Pereira-Zaldívar et al. 2025 (Article) trichomes

Trichome mediated external water transport may compensate for reduced vascular efficiency in atmospheric epiphytic Bromeliaceae

Author(s):—N.A. Pereira-Zaldívar, L.D. Patiño-López, R. Rodríguez-García, J.L. Andrade, M.J. Cach-Pérez, C. Espadas-Manrique, f. Barredo-Pool & C. Reyes-García

Publication:—Functional Plant Biology 52(9): 0-0. (2025) — DOI

Abstract:—Complex trichomes in the leaves of epiphytic Bromeliaceae absorb water and nutrients, while also facilitating long distance water transport along the leaf surface, a phenomenon previously characterized for two Tillandsia species. This study aimed to determine trichome traits that govern external water transport speed, and its relation to life form, xylem transport capacity and environmental conditions. Using near-infrared optical techniques, we characterized trichome-mediated transport in 19 species and analyzed its association with trichome and vascular traits, functional group, and habitat parameters. External leaf water transport was observed in 10 species, all of which were atmospheric life forms (nebulophytes and pseudobulbs). Transport speed positively correlated with trichome area, wing length, and degree of overlap.
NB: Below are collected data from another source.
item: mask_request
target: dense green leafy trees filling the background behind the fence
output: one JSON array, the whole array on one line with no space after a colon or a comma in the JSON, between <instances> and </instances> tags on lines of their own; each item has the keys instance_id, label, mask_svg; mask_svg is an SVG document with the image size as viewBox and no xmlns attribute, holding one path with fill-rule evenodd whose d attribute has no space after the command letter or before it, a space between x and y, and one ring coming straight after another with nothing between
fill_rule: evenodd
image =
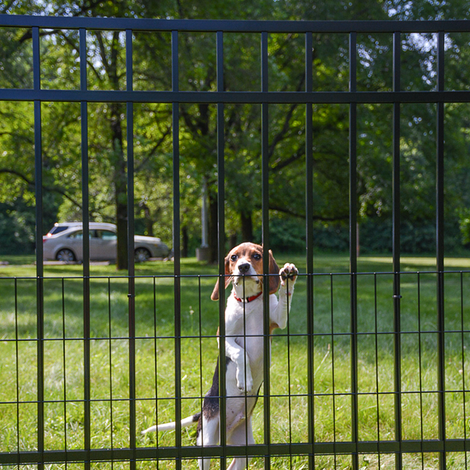
<instances>
[{"instance_id":1,"label":"dense green leafy trees filling the background behind the fence","mask_svg":"<svg viewBox=\"0 0 470 470\"><path fill-rule=\"evenodd\" d=\"M468 2L467 2L468 3ZM45 5L45 6L44 6ZM2 9L3 8L3 9ZM6 9L5 9L6 8ZM44 10L45 8L45 10ZM231 2L46 2L25 0L0 6L6 13L109 16L123 18L233 18L250 20L386 20L388 18L464 18L466 0L452 6L426 0L367 0L364 4L319 4L314 0ZM40 31L41 87L79 89L80 61L77 31ZM446 89L468 89L470 35L446 36ZM87 87L125 89L125 35L119 31L87 31ZM0 30L0 86L32 87L30 29ZM136 90L170 90L171 34L135 32L133 38ZM308 51L310 56L310 51ZM402 34L404 90L436 87L436 34ZM349 81L348 34L314 34L311 51L315 91L346 91ZM179 89L217 89L215 34L179 34ZM305 38L303 34L269 34L269 90L305 89ZM357 89L388 91L392 88L392 37L357 34ZM224 34L224 89L257 91L261 87L260 34ZM460 227L467 243L466 220L470 196L468 104L445 106L445 218ZM126 141L127 116L122 103L89 103L89 216L91 220L127 218ZM180 193L181 224L186 250L200 239L201 187L208 186L209 225L217 233L217 106L181 105ZM392 117L388 104L357 106L357 197L361 227L369 220L389 220L392 211ZM279 246L282 231L300 249L305 230L305 106L269 105L269 208L272 233ZM20 197L34 205L34 150L32 103L0 103L0 202ZM432 104L401 106L400 182L403 227L431 227L435 217L436 108ZM172 109L163 104L134 103L134 214L145 234L172 239ZM43 192L54 207L55 218L82 217L80 106L42 103ZM260 106L224 106L224 154L227 236L255 239L261 208ZM348 106L315 103L313 127L314 217L319 221L319 246L344 245L341 224L348 221ZM279 222L281 221L282 222ZM388 222L387 222L388 223ZM279 225L279 236L278 228ZM375 226L376 222L371 222ZM119 225L119 224L118 224ZM381 227L379 224L377 227ZM284 227L284 228L282 228ZM332 228L334 227L334 228ZM8 229L7 229L8 230ZM258 232L257 232L258 230ZM364 230L367 229L364 228ZM380 231L381 229L379 229ZM385 229L384 229L385 230ZM405 228L404 228L405 230ZM406 229L407 230L407 229ZM118 239L125 238L122 228ZM331 231L331 236L329 236ZM292 232L292 233L291 233ZM341 235L340 235L341 232ZM13 236L13 229L8 237ZM302 233L304 233L302 235ZM407 233L407 232L406 232ZM424 232L423 232L424 233ZM430 232L431 233L431 232ZM415 234L416 235L416 234ZM406 239L405 231L403 235ZM413 235L414 236L414 235ZM424 250L426 236L406 246ZM367 246L376 246L374 237ZM458 250L462 243L450 243ZM336 249L335 248L335 249ZM374 248L375 249L375 248ZM427 248L426 248L427 250Z\"/></svg>"}]
</instances>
Species with higher trichome overlap had lower xylem capacity (Kx) and tracheid diameter and numbers, suggesting that the atmospheric life form is related to secure, inefficient vascular systems, which may be partly compensated with external transport. External transport was more common in species from habitats with high maximum vapor pressure deficits and low aridity indices, suggesting it enhances water uptake by rapidly redistributing water across available trichomes before evaporation can occur.

Keywords:—aridity, Bromeliaceae, epiphyte, functional groups, hydraulic traits, Tillandsia, tracheids, trichome, xylem.